News briefs from the pre-DEMO biomass conference in Halifax, NS, and CanBio's annual conference & tour in Ottawa, ON. Look for more news in upcoming issues of Canadian Biomass, or read our first issue in digital format by clicking the icon above.

Harvest sustainability 

One issue never far from the surface when discussing the future of bioenergy in Canada is sustainability. Forest biomass can provide a source of renewable energy in the wider battle against global warming, but how much, and to what affect on overall forest sustainability and future site productivity? It would help if science could provide clearcut rules as to where, and what extent, forest biomass can be removed, but we're not there yet. But at the pre-DEMO bioenergy conference in Halifax, NS, Natural Resources Canada researcher Evelyne Thiffault yesterday presented a common sense, four-step approach to managing this issue in the meantime. More details will be provided in an upcoming Canadian Biomass issue, but here it is in a nutshell:

  • Use current soil and site knowledge, and forest management expertise to identify those sites that should NOT be subjected to biomass extraction or aggressive whole tree removal. Perhaps this means shallow, coarse sandy soils.
  • Classify the rest according to sensitivity, and develop clear, localized guidelines on how to approach the rest - removal intensity, volumes left behind, ash return, etc.
  • Get on with it - Carefully and intelligently at the operational level, extracting biomass for bioenergy as part of a wider mitigation effort to global warming. It needn't be scary - for example, if the goal is to leave 30% behind in a given site type, it's likely that operation limitations will demand this anyway (i.e. we're not picking stuff up with rakes).
  • Monitor the work you are doing as you go. Have researchers like Evelyne looking at certain indicators on various sites under different harvest scenarios in say five years time, and then feed that new data back into your decision-making model, and so on. Adaptive management is not rocket science; it's just good sense. And so's this approach.  
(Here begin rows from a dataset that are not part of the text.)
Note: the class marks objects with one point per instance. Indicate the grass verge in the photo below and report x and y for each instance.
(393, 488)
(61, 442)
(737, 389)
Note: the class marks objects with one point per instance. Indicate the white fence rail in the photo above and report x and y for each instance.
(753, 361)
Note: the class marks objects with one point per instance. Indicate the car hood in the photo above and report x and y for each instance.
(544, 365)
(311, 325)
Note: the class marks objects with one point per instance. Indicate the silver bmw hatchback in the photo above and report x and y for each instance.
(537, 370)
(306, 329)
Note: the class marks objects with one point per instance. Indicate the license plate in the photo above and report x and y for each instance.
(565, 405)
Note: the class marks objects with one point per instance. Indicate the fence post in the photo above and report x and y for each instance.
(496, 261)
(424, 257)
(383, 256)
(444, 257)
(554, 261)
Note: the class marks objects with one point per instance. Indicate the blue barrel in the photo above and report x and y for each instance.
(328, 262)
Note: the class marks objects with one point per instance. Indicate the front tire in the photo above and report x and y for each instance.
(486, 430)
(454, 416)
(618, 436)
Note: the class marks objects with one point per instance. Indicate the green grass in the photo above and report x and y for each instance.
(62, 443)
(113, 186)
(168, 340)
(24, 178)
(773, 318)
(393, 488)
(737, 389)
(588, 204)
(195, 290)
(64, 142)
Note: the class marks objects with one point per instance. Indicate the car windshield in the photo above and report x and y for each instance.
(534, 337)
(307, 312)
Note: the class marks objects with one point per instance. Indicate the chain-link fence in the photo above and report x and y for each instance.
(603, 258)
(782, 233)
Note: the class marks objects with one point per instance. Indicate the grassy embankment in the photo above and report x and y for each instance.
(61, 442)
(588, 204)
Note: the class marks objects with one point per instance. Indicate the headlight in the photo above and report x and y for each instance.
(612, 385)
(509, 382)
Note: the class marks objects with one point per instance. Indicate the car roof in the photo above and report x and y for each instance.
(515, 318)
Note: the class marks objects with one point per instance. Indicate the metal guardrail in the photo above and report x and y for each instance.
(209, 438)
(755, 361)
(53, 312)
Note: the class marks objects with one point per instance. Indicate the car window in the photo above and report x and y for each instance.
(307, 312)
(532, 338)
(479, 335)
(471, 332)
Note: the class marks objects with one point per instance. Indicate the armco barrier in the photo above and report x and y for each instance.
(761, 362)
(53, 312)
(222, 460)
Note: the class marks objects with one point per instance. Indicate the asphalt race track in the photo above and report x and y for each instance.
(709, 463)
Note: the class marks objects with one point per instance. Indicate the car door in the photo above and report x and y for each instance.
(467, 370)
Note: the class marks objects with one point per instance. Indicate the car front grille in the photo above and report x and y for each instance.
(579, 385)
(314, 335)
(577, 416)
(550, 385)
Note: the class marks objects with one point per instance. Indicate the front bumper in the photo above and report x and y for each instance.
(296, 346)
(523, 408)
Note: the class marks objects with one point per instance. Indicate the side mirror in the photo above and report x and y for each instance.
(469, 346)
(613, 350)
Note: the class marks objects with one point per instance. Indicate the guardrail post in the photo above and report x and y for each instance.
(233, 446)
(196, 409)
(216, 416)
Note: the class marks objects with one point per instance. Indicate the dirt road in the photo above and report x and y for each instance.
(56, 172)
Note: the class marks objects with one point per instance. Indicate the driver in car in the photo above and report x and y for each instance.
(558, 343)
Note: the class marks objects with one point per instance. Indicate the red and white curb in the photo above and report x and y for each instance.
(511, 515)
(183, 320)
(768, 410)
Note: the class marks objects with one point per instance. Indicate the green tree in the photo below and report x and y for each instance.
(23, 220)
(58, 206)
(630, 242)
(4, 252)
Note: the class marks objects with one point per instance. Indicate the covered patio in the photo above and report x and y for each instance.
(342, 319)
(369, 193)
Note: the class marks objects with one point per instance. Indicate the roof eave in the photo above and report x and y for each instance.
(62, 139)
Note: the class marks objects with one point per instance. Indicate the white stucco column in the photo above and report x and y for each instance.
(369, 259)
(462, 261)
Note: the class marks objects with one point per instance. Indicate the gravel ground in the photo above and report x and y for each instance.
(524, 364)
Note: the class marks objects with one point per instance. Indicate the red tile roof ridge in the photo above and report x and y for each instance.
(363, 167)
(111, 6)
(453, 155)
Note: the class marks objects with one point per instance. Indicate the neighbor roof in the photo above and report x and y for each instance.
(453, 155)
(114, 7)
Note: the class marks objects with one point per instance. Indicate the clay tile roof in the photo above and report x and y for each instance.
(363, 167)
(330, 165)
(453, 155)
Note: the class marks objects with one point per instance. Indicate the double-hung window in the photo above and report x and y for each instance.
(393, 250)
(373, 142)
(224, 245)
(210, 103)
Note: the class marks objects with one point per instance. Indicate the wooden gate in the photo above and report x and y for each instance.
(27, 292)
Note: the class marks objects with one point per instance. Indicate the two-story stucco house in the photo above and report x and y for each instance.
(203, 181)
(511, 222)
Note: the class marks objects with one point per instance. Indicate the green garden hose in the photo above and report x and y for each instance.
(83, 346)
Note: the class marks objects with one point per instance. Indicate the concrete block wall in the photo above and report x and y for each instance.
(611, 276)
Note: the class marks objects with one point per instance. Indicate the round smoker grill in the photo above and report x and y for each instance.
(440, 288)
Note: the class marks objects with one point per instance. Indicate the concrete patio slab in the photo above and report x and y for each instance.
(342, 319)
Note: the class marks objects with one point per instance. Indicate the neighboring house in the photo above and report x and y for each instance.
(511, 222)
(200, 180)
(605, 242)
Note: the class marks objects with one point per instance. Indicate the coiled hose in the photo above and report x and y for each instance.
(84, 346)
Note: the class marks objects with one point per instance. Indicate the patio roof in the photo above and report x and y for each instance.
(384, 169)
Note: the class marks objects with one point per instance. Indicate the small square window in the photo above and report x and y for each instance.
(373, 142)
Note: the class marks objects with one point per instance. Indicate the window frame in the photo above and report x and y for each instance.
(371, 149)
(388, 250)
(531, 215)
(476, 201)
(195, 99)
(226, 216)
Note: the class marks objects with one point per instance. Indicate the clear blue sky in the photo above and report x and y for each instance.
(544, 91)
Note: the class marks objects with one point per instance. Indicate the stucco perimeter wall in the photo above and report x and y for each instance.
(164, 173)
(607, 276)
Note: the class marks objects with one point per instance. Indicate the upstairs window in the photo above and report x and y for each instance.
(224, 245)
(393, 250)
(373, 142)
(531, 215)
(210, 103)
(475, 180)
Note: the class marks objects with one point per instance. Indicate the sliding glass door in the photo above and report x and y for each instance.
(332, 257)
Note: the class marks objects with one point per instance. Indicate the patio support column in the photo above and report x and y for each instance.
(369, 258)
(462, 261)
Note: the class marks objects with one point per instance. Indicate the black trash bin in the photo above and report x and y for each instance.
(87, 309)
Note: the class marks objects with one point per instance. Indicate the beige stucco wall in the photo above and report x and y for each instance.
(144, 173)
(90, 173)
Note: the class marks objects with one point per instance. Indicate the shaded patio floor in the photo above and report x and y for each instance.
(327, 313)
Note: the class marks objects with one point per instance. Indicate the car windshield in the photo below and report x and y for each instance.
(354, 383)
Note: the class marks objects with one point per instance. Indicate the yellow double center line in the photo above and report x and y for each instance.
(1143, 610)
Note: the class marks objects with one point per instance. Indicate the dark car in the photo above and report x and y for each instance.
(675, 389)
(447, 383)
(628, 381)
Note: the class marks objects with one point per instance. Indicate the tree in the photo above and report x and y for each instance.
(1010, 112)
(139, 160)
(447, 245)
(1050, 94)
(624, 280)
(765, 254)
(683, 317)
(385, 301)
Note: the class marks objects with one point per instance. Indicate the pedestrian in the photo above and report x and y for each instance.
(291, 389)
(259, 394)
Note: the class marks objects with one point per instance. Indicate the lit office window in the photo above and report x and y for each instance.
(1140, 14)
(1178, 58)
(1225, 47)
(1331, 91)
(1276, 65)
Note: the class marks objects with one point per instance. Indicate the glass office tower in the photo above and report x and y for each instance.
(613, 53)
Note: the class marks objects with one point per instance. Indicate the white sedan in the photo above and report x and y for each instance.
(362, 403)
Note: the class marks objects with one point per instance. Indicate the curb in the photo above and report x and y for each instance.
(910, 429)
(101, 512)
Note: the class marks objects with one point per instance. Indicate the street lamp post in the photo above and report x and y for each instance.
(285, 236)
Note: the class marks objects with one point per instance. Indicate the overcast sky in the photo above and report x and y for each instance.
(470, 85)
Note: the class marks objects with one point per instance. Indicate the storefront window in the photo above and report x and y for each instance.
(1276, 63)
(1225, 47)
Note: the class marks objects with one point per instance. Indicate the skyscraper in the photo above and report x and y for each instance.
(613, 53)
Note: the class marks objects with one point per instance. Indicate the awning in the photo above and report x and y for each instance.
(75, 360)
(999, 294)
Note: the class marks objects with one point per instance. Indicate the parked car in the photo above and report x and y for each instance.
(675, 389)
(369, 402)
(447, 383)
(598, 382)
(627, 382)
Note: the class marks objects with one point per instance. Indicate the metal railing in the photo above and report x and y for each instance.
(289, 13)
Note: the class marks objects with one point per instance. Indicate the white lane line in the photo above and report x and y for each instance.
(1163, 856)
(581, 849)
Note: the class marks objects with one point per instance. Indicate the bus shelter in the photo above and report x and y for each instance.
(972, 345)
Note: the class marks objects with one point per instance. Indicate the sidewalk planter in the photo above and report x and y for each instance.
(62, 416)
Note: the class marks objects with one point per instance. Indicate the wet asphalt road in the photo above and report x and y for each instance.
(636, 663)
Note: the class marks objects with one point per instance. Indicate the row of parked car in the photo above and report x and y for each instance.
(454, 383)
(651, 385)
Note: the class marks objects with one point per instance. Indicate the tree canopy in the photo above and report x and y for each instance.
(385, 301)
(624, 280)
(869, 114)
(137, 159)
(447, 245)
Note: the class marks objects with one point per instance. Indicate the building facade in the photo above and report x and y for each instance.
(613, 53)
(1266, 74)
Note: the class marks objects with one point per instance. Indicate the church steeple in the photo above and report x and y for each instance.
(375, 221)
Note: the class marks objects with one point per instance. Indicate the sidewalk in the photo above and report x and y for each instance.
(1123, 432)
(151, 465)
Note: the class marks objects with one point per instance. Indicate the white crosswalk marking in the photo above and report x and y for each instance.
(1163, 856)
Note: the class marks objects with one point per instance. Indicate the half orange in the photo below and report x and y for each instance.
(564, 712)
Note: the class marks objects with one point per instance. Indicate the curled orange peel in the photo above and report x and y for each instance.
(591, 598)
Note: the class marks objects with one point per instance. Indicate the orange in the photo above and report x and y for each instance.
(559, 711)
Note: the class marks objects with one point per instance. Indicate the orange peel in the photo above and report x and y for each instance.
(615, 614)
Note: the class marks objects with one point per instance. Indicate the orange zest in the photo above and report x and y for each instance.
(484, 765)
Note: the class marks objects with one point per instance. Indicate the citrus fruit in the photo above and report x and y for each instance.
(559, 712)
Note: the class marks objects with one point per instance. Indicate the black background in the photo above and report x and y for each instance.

OPG wants pellets, and lots of them!

The really big news at the first day of CANBIO's annual conference yesterday came from Jane Todd of Ontario Power Generation (OPG), who spoke on the public utility's growing plans for co-firing biomass to replace all or a portion of the coal it currently uses for a large part of its power generation needs. OPG has been running co-firing trials at its four coal-fired plants, including four hours of using 100 percent biomass at its Atikokan facility, and various levels at North America's largest coal-fired power plant in Nanticoke, ON. According to Todd, the trials have been much more successful than even OPG's best-case expectations, with both power generation and emission standards more than acceptable.

Building on this success, and an aggressive provincial policy to phase out coal by 2014, OPG plans to quickly ramp up biomass firing, and is talking of 100% conversion at Atikokan, which currently uses a lower-quality lignite coal and has direct rail access. The fuel of choice is wood pellets, as they allow the utility to use existing assets, such as pulverisers, with a minimum of modifications. The target announced yesterday is 2.5 terrawatts, which if my math is right (600,000 tons of pellets per TW) requires 1.5 million tons of high quality pellets. For an idea of the effect this power giant could have on the solid bioenergy market, Canada currently produces slightly more than 2 million tons/year. If the economics and politics work out, OPG could create a biomass support industry all its own.